I'm not the OP but I've been thinking about this for a little bit since I read your question. Part of me says no, what could be more Sci-Fi than a complete and comprehensive story written by a computer. Who wouldn't want Data to have been able to and succeeded at writing a story that connects with his human compatriots? On the other hand, I also understand the concern and feeling of "something lost" when I consider a story written by a human vs a machine.

But if I'm truly honest with myself, I think in the long run I wouldn't care. I grew up on Science Fiction, and the stories I've always found most interesting were ones that explored human nature instead of just being techno fetishism. But the reality is I don't feel a human connection to Asimov, or Cherryh, or any of the innumerable short form authors who wrote for the SF&F magazines I devoured every chance I got. I remember the stories, but very rarely the names. So they might as well have been written by an AI since the human was never really part of the equation (for me as a reader).

And even when I do remember the names, maybe the human isn't one I want a lot of "human connection" with anyway. Ender's Game, the short story and later the novel were stories I greatly enjoyed. But I feel like my enjoyment is hampered by knowing that the author of a phenomenal book that has some interesting things to day on the pains caused by de-humanizing the other has themselves become someone who dehumanizes others often. The human connection might be ironic now, but that doesn't make the story better for me. Here too, the story might as well have been written by an AI for all that the current person that the author is represents who they were (either in reality or just in my head) when I read those stories for the first time.

Some authors I have been exposed to later in life, I have had a degree of human connection with. I felt sadness and pain when Steve Miller died and left his spouse and long time writing partner Sharon Lee to carry on the Liaden series. But that connection isn't what drew me to the stories in the first place and that connection is largely the same superficial parasocial one that the easy access into the private lives of famous people gives us. Sure I'm saddened, but honesty requires me to note I'm more sad that it reminds me eventually this decades spanning series will draw to a close, and likely with many loose ends. And so even here, if an AI were capable of producing such a phenomenal series of books, in a twisted way as a reader it would be better because they would never end. The world created by the author would live on forever, just like a "real" world should.

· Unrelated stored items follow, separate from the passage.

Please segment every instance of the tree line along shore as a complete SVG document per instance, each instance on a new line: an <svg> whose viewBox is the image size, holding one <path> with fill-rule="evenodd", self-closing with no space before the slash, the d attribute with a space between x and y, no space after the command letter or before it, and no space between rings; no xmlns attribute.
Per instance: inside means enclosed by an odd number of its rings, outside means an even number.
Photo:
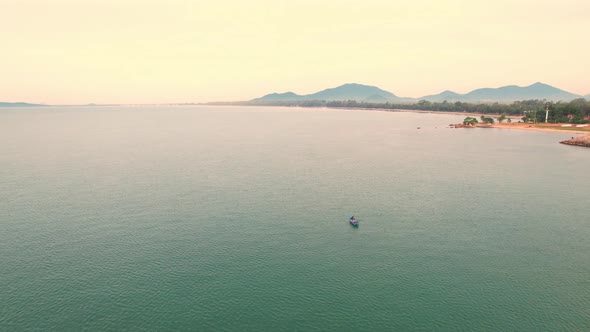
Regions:
<svg viewBox="0 0 590 332"><path fill-rule="evenodd" d="M518 123L512 123L511 119L505 115L496 118L498 124L495 124L494 118L481 116L481 123L476 117L468 116L463 120L463 123L450 124L450 128L508 128L508 129L525 129L525 130L542 130L542 131L571 131L577 134L590 134L590 126L588 124L555 124L555 123L532 123L526 122L526 118ZM506 120L506 124L502 122ZM590 147L590 135L581 137L572 137L571 139L559 142L566 145L575 145Z"/></svg>
<svg viewBox="0 0 590 332"><path fill-rule="evenodd" d="M548 123L585 124L590 122L590 101L579 98L570 102L551 102L546 100L521 100L510 104L501 103L465 103L465 102L430 102L421 100L413 104L372 103L356 100L273 100L245 101L234 103L212 103L244 106L296 106L296 107L331 107L362 108L384 110L415 110L431 112L458 112L473 114L494 114L506 117L518 117L522 122L545 122L546 110L549 110Z"/></svg>
<svg viewBox="0 0 590 332"><path fill-rule="evenodd" d="M253 100L231 103L209 103L216 105L239 106L285 106L285 107L328 107L339 109L375 109L406 110L441 113L469 114L463 123L451 124L452 128L509 128L543 131L570 131L578 134L590 134L590 101L579 98L569 102L552 102L547 100L521 100L510 104L501 103L467 103L467 102L430 102L421 100L413 104L372 103L356 100ZM478 119L475 114L481 114ZM471 116L473 115L473 116ZM492 117L492 115L495 117ZM546 118L547 117L547 118ZM517 120L516 120L517 119ZM516 120L516 121L514 121ZM480 122L481 121L481 122ZM505 122L504 122L505 121ZM590 135L560 142L562 144L590 147Z"/></svg>

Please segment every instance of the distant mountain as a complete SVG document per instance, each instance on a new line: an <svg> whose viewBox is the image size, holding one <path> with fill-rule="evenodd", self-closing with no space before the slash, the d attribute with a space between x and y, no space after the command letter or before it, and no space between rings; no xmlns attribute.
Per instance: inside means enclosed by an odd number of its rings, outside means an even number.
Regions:
<svg viewBox="0 0 590 332"><path fill-rule="evenodd" d="M336 88L322 90L305 96L311 100L384 100L394 101L399 99L391 92L381 90L376 86L362 85L356 83L344 84Z"/></svg>
<svg viewBox="0 0 590 332"><path fill-rule="evenodd" d="M440 102L446 100L448 102L462 101L462 102L482 102L482 103L509 103L517 100L530 99L547 99L549 101L570 101L582 96L576 95L551 85L537 82L535 84L520 87L516 85L508 85L500 88L483 88L473 90L466 94L457 94L452 91L445 91L438 95L424 96L423 100Z"/></svg>
<svg viewBox="0 0 590 332"><path fill-rule="evenodd" d="M256 101L262 101L262 100L269 100L269 101L273 101L273 100L302 100L303 99L302 97L303 96L300 96L300 95L293 93L293 92L285 92L285 93L271 93L266 96L256 98L254 100L256 100Z"/></svg>
<svg viewBox="0 0 590 332"><path fill-rule="evenodd" d="M448 102L455 102L455 101L459 101L461 99L461 94L458 94L456 92L453 91L449 91L449 90L445 90L437 95L429 95L429 96L424 96L422 98L418 98L419 100L428 100L428 101L432 101L432 102L443 102L443 101L448 101Z"/></svg>
<svg viewBox="0 0 590 332"><path fill-rule="evenodd" d="M29 104L29 103L7 103L0 101L0 107L35 107L35 106L46 106L42 104Z"/></svg>
<svg viewBox="0 0 590 332"><path fill-rule="evenodd" d="M586 98L586 100L590 100L590 94L585 95L584 98Z"/></svg>
<svg viewBox="0 0 590 332"><path fill-rule="evenodd" d="M448 102L461 101L471 103L511 103L517 100L530 99L571 101L576 98L584 97L540 82L525 87L508 85L500 88L483 88L473 90L466 94L460 94L446 90L436 95L429 95L421 98L400 98L389 91L382 90L375 86L349 83L308 95L298 95L293 92L271 93L266 96L253 99L252 101L273 102L298 100L356 100L359 102L364 101L371 103L416 103L420 100L427 100L431 102L442 102L446 100ZM590 95L585 96L585 98L590 100Z"/></svg>
<svg viewBox="0 0 590 332"><path fill-rule="evenodd" d="M385 103L388 101L399 102L404 98L399 98L391 92L379 89L376 86L349 83L336 88L322 90L320 92L298 95L293 92L271 93L253 101L279 101L279 100L356 100L374 103Z"/></svg>

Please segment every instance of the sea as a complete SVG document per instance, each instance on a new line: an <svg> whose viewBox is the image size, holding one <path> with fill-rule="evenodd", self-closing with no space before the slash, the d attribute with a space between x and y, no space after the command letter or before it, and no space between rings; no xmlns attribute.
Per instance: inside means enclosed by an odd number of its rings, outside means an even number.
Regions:
<svg viewBox="0 0 590 332"><path fill-rule="evenodd" d="M589 331L590 149L464 117L2 108L0 330Z"/></svg>

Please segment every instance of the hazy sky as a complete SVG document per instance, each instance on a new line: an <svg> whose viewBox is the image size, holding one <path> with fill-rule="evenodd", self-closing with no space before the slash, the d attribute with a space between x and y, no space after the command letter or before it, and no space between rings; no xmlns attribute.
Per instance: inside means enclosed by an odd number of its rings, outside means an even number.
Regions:
<svg viewBox="0 0 590 332"><path fill-rule="evenodd" d="M0 0L0 101L590 93L589 0Z"/></svg>

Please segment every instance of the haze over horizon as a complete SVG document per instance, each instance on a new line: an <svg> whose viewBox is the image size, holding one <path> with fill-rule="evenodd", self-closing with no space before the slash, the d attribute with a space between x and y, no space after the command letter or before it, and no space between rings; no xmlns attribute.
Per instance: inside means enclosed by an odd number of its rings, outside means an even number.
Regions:
<svg viewBox="0 0 590 332"><path fill-rule="evenodd" d="M538 81L590 93L581 0L24 0L0 11L0 101L231 101L350 82L414 98Z"/></svg>

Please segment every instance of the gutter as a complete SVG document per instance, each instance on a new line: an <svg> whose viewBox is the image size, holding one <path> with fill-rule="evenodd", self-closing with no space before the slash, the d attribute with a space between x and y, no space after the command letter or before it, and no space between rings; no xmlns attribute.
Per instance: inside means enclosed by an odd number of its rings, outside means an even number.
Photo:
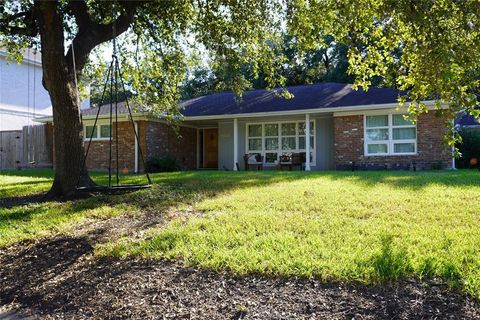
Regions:
<svg viewBox="0 0 480 320"><path fill-rule="evenodd" d="M19 110L5 109L5 108L0 108L0 113L1 114L10 114L10 115L15 115L15 116L24 116L24 117L31 117L33 115L33 112L19 111ZM50 117L49 115L38 113L38 112L35 112L35 116ZM34 120L36 120L36 119L37 118L34 118Z"/></svg>
<svg viewBox="0 0 480 320"><path fill-rule="evenodd" d="M424 101L427 107L433 107L435 105L434 100ZM446 105L445 105L446 106ZM345 107L331 107L331 108L312 108L312 109L301 109L301 110L287 110L287 111L265 111L265 112L254 112L254 113L235 113L235 114L222 114L222 115L208 115L208 116L185 116L183 121L194 121L194 120L220 120L220 119L235 119L235 118L255 118L255 117L265 117L265 116L289 116L289 115L305 115L311 113L332 113L332 112L352 112L352 111L366 111L366 110L378 110L378 109L392 109L399 107L398 103L384 103L384 104L369 104L369 105L359 105L359 106L345 106ZM83 120L93 120L96 115L83 116ZM148 113L135 113L133 118L148 117ZM100 115L99 119L108 119L110 115ZM128 118L128 117L127 117ZM52 122L53 118L41 118L36 119L38 122Z"/></svg>

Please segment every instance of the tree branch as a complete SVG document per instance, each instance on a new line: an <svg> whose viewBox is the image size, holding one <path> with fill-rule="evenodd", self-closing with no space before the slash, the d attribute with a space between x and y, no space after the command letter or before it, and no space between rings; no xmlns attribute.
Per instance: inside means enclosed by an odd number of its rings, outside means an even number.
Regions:
<svg viewBox="0 0 480 320"><path fill-rule="evenodd" d="M10 25L12 22L15 25ZM24 26L20 26L21 24ZM8 35L35 37L38 34L38 28L35 23L33 7L28 11L17 12L1 19L0 32Z"/></svg>
<svg viewBox="0 0 480 320"><path fill-rule="evenodd" d="M100 43L111 40L114 37L113 27L115 26L115 36L124 33L132 24L136 10L144 4L143 1L119 1L122 6L122 13L112 23L100 24L93 21L88 15L88 8L84 1L76 3L70 2L70 8L75 15L79 30L73 39L73 48L75 50L75 67L77 72L83 69L87 63L90 52ZM72 64L72 47L67 52L66 59Z"/></svg>
<svg viewBox="0 0 480 320"><path fill-rule="evenodd" d="M88 14L87 3L85 1L70 1L68 3L68 8L75 16L75 21L77 21L79 29L84 29L92 23L92 19Z"/></svg>

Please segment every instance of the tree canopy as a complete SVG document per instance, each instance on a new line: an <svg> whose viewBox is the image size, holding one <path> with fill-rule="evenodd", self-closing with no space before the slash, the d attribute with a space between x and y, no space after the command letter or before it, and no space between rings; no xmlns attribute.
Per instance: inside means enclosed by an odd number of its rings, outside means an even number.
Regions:
<svg viewBox="0 0 480 320"><path fill-rule="evenodd" d="M413 117L422 100L435 99L453 120L459 112L480 116L480 2L475 0L293 1L289 31L308 50L326 32L349 45L349 71L357 85L395 74ZM453 146L459 137L449 131Z"/></svg>

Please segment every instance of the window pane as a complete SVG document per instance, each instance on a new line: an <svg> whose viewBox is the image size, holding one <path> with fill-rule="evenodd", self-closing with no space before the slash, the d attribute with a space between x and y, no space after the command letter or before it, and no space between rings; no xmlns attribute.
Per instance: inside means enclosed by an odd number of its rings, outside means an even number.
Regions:
<svg viewBox="0 0 480 320"><path fill-rule="evenodd" d="M266 124L265 136L278 136L278 124Z"/></svg>
<svg viewBox="0 0 480 320"><path fill-rule="evenodd" d="M298 137L298 149L305 150L305 137Z"/></svg>
<svg viewBox="0 0 480 320"><path fill-rule="evenodd" d="M415 128L394 128L393 140L408 140L415 139L417 136Z"/></svg>
<svg viewBox="0 0 480 320"><path fill-rule="evenodd" d="M393 150L395 153L413 153L415 152L415 143L395 143Z"/></svg>
<svg viewBox="0 0 480 320"><path fill-rule="evenodd" d="M282 138L282 150L294 150L295 149L295 138Z"/></svg>
<svg viewBox="0 0 480 320"><path fill-rule="evenodd" d="M403 114L394 114L393 125L394 126L412 126L414 125L414 123L412 123L410 120L405 120L403 117Z"/></svg>
<svg viewBox="0 0 480 320"><path fill-rule="evenodd" d="M388 129L367 129L367 141L388 140Z"/></svg>
<svg viewBox="0 0 480 320"><path fill-rule="evenodd" d="M277 150L278 138L265 138L265 150Z"/></svg>
<svg viewBox="0 0 480 320"><path fill-rule="evenodd" d="M261 124L251 124L248 126L248 136L249 137L261 137L262 136L262 125Z"/></svg>
<svg viewBox="0 0 480 320"><path fill-rule="evenodd" d="M314 149L314 138L310 136L310 149ZM305 137L298 137L298 149L305 150L307 146L305 145Z"/></svg>
<svg viewBox="0 0 480 320"><path fill-rule="evenodd" d="M282 123L282 136L294 136L295 123Z"/></svg>
<svg viewBox="0 0 480 320"><path fill-rule="evenodd" d="M388 116L367 116L367 128L388 126Z"/></svg>
<svg viewBox="0 0 480 320"><path fill-rule="evenodd" d="M278 159L278 153L276 152L265 153L265 163L275 163L277 159Z"/></svg>
<svg viewBox="0 0 480 320"><path fill-rule="evenodd" d="M367 153L369 154L388 152L388 145L386 144L369 144L367 145L367 148Z"/></svg>
<svg viewBox="0 0 480 320"><path fill-rule="evenodd" d="M299 122L298 123L298 134L301 136L305 135L305 122Z"/></svg>
<svg viewBox="0 0 480 320"><path fill-rule="evenodd" d="M100 126L100 138L110 138L110 125Z"/></svg>
<svg viewBox="0 0 480 320"><path fill-rule="evenodd" d="M262 150L262 138L248 139L248 150Z"/></svg>
<svg viewBox="0 0 480 320"><path fill-rule="evenodd" d="M310 135L313 135L315 133L315 122L310 121ZM298 123L298 134L301 136L306 135L305 133L305 122L299 122Z"/></svg>
<svg viewBox="0 0 480 320"><path fill-rule="evenodd" d="M95 127L95 130L93 129L94 129L93 126L85 126L85 137L87 139L90 139L90 137L92 136L92 131L93 131L93 139L97 137L97 128Z"/></svg>

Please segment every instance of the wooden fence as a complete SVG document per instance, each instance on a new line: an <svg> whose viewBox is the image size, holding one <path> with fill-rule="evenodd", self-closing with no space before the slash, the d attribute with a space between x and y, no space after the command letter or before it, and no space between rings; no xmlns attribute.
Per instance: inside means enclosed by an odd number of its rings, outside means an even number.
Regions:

Emotionally I feel like I should care that a book was or wasn't written by an AI. But if I'm truly honest with myself, the author being a human hasn't so far added much to the experience, except in some ways to make it worse, or to cut short something that I wish could have continued forever.

All of that as a longwinded way of answering, "no, I don't think I would care".

Very interesting!

In contrast, I think for me a tremendous part of the joy I get from reading science fiction is knowing there's another inventive human on the other side of the page. When I know what I'm reading is the result of a mechanical computation, it loses that.

But the real noodle-bender for me is would I still enjoy the book if I didn't know?